It’s two days since I saw Junaid Khan.
Since then I’ve had conversations with about 4 or 5 people where they have brought him up.
I expect more people to do so.
There is something that makes you want to tell everyone you know when you see a young Pakistani quick.
They get the heart started.
I can’t remember the last time one player got so many people talking in the UK since Amir played.
A Pakistani quick has the youth to make people interest, skill to make people talk,flair to get them to gush, and the sudden arrival to make it all feel like a dirty little secret that no one knows about but you.
There was no Junaid Khan for me before the other night, and bang, there he is, fully developed, bowling Yorkers out his asshole that seem to have some sort of artificial intelligence once they’ve left his hand.
It’s as if Pakistani quicks are created by some Muslim Cleric with ancient Hebrew texts.
“We need something to protect us, so I shall create another full bowling speed demon golem out of this magical clay that i found in Safraz Nawaz’s rose garden. He shall be fast like the wind, cocky like a Jagger, silky like a stallion and infectious like a STD. He shall roam the earth making people think of the Pakistani people as fast bowling lothario heroes, which will bring happiness to our people and carnage to the stumps of the world. Oh, yes, I like shaping the groin part, more clay please.”

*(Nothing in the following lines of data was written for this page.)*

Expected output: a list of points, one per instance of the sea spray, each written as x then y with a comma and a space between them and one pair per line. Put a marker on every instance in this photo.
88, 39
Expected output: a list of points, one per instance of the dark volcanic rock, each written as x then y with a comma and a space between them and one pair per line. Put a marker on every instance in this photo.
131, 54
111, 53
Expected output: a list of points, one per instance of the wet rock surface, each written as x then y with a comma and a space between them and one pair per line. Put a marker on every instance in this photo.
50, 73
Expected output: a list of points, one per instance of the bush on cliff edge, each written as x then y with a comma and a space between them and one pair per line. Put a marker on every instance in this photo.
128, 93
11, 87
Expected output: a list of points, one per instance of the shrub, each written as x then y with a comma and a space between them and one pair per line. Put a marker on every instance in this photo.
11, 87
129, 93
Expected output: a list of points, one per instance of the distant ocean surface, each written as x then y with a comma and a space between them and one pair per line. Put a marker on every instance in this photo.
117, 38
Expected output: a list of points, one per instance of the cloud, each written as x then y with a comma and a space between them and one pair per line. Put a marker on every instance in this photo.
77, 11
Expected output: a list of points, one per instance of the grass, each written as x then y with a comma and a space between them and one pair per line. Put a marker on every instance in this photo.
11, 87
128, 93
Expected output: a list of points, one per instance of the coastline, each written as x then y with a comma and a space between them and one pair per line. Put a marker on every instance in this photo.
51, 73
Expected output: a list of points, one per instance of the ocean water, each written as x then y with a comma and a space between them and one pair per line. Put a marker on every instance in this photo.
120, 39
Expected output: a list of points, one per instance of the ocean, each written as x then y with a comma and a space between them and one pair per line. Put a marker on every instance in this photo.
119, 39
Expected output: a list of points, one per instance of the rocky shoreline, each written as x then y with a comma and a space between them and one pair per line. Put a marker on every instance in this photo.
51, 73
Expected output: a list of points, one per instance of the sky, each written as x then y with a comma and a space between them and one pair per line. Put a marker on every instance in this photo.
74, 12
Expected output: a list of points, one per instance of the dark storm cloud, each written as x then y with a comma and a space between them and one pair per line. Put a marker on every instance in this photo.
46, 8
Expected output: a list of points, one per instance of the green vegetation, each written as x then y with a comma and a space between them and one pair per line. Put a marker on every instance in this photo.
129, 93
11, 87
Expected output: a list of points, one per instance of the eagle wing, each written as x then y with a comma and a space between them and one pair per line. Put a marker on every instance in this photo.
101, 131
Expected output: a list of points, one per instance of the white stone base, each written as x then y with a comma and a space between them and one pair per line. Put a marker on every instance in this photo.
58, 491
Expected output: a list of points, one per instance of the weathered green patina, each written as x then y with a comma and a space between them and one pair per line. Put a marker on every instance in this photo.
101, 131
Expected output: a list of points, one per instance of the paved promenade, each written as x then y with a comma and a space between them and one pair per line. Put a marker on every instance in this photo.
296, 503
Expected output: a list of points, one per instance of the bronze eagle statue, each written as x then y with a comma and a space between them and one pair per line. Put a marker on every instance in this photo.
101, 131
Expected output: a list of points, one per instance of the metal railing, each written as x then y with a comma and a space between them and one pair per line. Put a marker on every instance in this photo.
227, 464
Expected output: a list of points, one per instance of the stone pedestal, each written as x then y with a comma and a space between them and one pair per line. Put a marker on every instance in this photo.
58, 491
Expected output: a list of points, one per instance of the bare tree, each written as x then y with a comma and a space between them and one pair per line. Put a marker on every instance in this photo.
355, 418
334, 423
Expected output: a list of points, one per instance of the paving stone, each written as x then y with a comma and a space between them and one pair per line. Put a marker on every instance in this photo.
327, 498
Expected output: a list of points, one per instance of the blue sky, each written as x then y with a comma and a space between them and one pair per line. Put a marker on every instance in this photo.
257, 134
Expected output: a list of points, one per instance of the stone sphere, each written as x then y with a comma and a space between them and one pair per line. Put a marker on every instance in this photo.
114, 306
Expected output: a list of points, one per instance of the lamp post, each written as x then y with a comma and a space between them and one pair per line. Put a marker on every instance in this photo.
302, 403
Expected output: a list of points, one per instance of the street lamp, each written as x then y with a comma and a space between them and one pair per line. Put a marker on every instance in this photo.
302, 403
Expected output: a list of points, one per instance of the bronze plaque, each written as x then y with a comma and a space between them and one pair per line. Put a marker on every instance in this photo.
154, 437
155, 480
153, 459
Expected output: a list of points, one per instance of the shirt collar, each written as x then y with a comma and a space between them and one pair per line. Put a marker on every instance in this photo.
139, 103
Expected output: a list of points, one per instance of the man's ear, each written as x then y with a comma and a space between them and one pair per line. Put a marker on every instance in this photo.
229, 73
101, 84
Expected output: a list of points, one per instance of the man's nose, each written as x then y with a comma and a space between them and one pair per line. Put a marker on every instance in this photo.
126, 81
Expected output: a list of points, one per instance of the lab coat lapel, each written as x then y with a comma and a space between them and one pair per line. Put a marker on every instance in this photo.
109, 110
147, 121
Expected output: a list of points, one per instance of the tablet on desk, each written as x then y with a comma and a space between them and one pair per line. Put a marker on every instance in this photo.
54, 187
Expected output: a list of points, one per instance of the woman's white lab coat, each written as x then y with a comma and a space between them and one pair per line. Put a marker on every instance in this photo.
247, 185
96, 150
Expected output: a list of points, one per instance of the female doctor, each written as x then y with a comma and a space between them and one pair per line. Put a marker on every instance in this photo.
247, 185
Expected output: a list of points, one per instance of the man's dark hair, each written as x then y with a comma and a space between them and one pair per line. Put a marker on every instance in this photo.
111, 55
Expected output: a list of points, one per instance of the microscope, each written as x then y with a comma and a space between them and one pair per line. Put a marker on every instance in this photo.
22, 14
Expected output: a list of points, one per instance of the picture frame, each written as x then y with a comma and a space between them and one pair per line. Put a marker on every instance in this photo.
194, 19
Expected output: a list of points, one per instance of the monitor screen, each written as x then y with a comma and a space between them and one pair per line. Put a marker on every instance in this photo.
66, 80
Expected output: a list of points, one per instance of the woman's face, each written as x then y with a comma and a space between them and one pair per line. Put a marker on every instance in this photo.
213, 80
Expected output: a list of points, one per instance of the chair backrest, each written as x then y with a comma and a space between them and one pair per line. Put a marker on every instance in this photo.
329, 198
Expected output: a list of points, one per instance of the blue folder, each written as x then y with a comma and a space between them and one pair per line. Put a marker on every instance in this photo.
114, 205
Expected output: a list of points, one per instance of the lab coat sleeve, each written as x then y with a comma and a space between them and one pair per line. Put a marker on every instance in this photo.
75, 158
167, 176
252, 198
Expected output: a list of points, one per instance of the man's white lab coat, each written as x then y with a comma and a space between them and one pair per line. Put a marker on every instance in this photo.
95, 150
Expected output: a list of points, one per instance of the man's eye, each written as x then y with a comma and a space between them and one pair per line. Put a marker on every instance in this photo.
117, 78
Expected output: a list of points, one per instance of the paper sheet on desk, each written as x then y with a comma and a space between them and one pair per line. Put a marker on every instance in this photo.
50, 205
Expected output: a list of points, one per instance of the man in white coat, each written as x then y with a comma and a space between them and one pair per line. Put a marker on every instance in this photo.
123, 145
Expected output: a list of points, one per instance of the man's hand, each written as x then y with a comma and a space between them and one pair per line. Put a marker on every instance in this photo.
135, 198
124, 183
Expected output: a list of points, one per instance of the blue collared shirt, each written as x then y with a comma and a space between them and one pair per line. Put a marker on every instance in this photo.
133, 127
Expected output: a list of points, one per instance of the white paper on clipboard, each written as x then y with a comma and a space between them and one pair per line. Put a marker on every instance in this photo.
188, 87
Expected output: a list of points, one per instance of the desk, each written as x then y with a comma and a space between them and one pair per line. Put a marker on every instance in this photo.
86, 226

I can’t believe that Pakistan just developed another fast bowling machine, one who might be fairly untested at the top level, but could be ripping it to pieces shortly.
Although, if my golem theory is correct, and let’s face it, it is, these golems are not made for our voyeuristic pleasure, they’ve been made because Pakistani cricket needs a saviour, to save it from itself, and Ijazz Butt.
And if ancient Jewish mysticism and Frankenstein has taught us anything, it’s that you might build a golem with the best of intentions, but things can go to shit after that.
The good news is that in Pakistan, there is a lot of clay.